We’ve been going up to bed, all of us (even the dog), about 15 minutes early to cuddle under the blue blanket.
Blue Blanket Time consists of all lying down on the floor in the boys’ room under a blue queen-sized blanket, including a few blankies, moo cows and monkeys, or my husband and I lie under the blanket while the boys cuddle up like little birds in a downy nest on top of the covers.
Cuddle time is precious in our home.

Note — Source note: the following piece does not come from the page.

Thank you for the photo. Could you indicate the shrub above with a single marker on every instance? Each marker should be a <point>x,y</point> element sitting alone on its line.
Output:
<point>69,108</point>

With two active boys it’s hard to come by, so just a few minutes of it is glorious.
And in addition to loving this family bonding time,
cuddling has tons of health benefits,
from strengthening relationships to lowering blood pressure, reducing anxiety and it may even help repair damaged muscle tissue.
Some nights we can all relax for 40 minutes and others we have about 5-10 minutes before the natives become too restless and it’s time for bed.
I know it’s working…it is teaching our kids to appreciate relaxation.
Blue Blanket Time is requested about every night and one afternoon, by request, we brought the blanket downstairs to cuddle up and read books for a while.
And a couple of times I’ve “caught” Nick saying he’s going to sit on the couch to take a quick break when he’s feeling tired or frustrated.
Other ways we’re building in relaxation time:
- Stretching & Yoga in the family room while the kids are up – so they can see and model us exercising (again – something I would typically do while they were sleeping in the early morning)
- Sharing the limited screen time together on the couch rather than using it as a distraction tool – we may all watch a nature show together.
- Sitting and drinking morning coffee (and water) together on the weekends (instead of gulping it down while we clean up the kitchen.
This relaxation time isn’t everything I need to restore.
My husband and I still both appreciate down time before and after the kids wake up, but now we get a few little doses during the day, and so do our kids.
If you don’t model how to relax and restore – mentally & physically – how will your kids learn this crucial skill?
Weekly Challenge: Try to spend 10 minutes relaxing together as a family sometime this week.